What it does
The Dividing Fences Act 1991 establishes a comprehensive statutory scheme for the allocation of responsibility and cost for fencing work between owners of adjoining land in New South Wales. At its core, the Act replaces earlier common-law notions of implied obligations with an explicit liability regime grounded in equal contribution for a “sufficient dividing fence” (s 6(1)). It defines the key concepts necessary to operate this regime in s 3: “adjoining owners” are the owners of land on either side of a common boundary; a “dividing fence” is any fence separating such land whether or not it sits precisely on the boundary; and “fence” itself is given an expansive meaning that includes gates, cattle grids, natural or artificial watercourses, foundations, and hedges, while expressly excluding retaining walls (except as supports) and walls that form part of a building.

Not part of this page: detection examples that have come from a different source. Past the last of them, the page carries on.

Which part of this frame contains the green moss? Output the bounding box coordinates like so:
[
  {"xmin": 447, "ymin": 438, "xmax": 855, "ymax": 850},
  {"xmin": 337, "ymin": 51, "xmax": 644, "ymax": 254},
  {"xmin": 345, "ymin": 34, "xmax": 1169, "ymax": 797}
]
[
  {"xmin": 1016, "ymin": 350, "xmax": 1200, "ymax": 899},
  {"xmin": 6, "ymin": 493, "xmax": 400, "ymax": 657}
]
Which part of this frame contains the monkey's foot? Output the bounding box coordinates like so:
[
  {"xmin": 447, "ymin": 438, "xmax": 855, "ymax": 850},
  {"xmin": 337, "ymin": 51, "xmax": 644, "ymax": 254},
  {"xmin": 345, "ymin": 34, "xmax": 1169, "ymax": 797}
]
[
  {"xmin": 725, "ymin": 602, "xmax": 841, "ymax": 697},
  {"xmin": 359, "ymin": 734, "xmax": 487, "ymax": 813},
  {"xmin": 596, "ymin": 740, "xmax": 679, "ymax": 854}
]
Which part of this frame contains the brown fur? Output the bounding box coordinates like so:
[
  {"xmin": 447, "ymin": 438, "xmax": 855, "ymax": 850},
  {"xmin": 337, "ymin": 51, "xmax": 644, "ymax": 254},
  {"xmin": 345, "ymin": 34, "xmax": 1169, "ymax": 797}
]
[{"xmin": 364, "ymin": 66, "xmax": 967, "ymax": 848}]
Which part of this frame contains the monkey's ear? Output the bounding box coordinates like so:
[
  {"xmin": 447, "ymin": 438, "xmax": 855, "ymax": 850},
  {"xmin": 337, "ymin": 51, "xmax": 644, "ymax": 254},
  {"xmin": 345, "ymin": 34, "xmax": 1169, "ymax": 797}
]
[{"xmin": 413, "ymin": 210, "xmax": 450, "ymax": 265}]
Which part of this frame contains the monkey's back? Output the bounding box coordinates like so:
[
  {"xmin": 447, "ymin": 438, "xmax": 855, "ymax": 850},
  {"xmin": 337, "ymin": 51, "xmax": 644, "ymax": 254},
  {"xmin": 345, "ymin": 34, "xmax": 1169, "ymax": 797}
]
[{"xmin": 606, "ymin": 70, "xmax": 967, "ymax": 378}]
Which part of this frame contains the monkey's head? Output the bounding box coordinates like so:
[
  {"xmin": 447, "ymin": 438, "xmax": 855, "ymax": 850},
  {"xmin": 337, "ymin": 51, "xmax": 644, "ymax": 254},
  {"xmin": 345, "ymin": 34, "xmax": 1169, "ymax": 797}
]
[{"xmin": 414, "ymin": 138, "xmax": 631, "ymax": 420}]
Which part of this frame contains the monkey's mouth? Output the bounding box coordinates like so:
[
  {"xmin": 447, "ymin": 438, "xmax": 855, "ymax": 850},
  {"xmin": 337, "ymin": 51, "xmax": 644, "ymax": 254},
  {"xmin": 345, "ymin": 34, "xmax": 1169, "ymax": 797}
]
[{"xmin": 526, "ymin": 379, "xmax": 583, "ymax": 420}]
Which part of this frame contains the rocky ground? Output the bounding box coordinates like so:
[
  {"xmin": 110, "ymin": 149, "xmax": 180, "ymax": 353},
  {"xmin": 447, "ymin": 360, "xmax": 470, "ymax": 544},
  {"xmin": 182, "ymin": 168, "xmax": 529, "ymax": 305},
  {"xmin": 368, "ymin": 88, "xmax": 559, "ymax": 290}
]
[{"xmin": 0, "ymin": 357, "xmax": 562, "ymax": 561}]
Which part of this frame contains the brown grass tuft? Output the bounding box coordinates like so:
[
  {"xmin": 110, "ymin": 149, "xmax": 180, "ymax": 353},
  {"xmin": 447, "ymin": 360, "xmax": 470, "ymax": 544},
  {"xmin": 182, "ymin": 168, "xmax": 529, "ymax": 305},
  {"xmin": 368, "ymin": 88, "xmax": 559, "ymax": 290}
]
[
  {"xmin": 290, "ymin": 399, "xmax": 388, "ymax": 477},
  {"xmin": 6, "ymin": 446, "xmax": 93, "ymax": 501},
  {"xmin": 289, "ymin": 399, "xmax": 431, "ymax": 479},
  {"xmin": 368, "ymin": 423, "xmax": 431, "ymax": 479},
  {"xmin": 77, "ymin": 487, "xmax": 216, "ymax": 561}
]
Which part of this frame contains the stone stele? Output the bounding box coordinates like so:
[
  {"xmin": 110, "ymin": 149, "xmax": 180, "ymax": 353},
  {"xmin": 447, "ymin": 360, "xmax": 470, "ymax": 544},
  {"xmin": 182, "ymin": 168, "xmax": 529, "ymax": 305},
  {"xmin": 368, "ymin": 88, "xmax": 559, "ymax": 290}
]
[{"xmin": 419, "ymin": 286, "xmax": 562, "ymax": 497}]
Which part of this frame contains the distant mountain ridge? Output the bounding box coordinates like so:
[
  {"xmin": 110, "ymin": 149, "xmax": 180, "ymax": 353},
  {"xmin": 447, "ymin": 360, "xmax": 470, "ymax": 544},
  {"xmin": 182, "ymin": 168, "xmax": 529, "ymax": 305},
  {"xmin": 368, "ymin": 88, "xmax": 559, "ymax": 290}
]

“Fencing work” is likewise broadly defined to encompass design, construction, replacement, repair, maintenance, surveying, vegetation trimming, and the planting or maintenance of hedges or alteration of ditches and watercourses (s 3). The Act’s central operative provision, s 6, states that an adjoining owner is liable to contribute to fencing work that results in a dividing fence “of a standard not greater than the standard for a sufficient dividing fence”. Section 4 directs the Local Court or NCAT, when determining that standard, to consider a non-exhaustive list of circumstances: the existing fence (if any), the purposes for which the lands are used, privacy concerns, the kind of fence usual in the locality, council policies or codes, relevant environmental planning instruments, and (in limited transitional cases) orders under the former Western Lands Act 1901.
The liability rules are nuanced. Section 7(1) sets the default position of equal contribution. Section 7(2) provides that an owner who wants a higher standard must bear the incremental cost. Section 8 displaces the equal-share rule where the fence has been damaged or destroyed by a negligent or deliberate act of the other owner or someone entering with that owner’s consent; in such cases the responsible owner can be liable for the whole cost of restoration to a reasonable standard, regardless of when the act occurred. Urgent repairs are dealt with in s 9: where it is impracticable to serve a notice, one owner may proceed and the other remains liable for half (or more if s 8 applies), subject to later review by the Court or Tribunal within one month.